Following is a list of tasks that we were individually responsible for. However, we discussed the design and strategy, and worked on a lot of these together.
- Rohit
- Overall design of the CDN
- Caching layer
- GeoLite
- Test scripts
- Riccardo:
- HTTP Server
- Cache design
- Scamper
- GeoLite
- Diego:
- DNS server
[deploy|run|stop]CDN
scripts- Invoking active measurements from DNS server
- Building routing table on DNS server
If we had more time, we would do the following:
Our first priority was to get things working end-to-end and then make them work pretty. We are quite happy with the code given the complexity and scale of the project and time constraints, but there's certainly a lot of room for improvement.

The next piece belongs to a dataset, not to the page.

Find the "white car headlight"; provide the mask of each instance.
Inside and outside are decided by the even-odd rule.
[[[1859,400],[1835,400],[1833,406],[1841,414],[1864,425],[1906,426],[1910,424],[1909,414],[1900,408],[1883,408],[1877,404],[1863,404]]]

Right now, we only utilize the RTT to determine the best replica. However, we also measure the CPU usage on each replica. Given more time, we would have found a way to utilize this information in our routing decisions. We discussed some approaches for this such as setting a threshold CPU usage (say 90%) above which we don't route to that replica regardless of how low its latency is. Or if we wanted to build truly intelligent, we could build a machine learning model that given RTT, CPU usage and perhaps other metrics, returns the best replica.
Currently, once the replica loads, it loads articles from the cache that was uploaded during deploy into memory and deletes them from the disk. However, we only fetch stuff once we get a request for it. We discussed running a background thread that pre-fetches articles and adds them to the cache, but it would complicate the design by requiring locking mechanisms for safe concurrency. We decided not to pursue this in the interest of time and maintaining simplicity.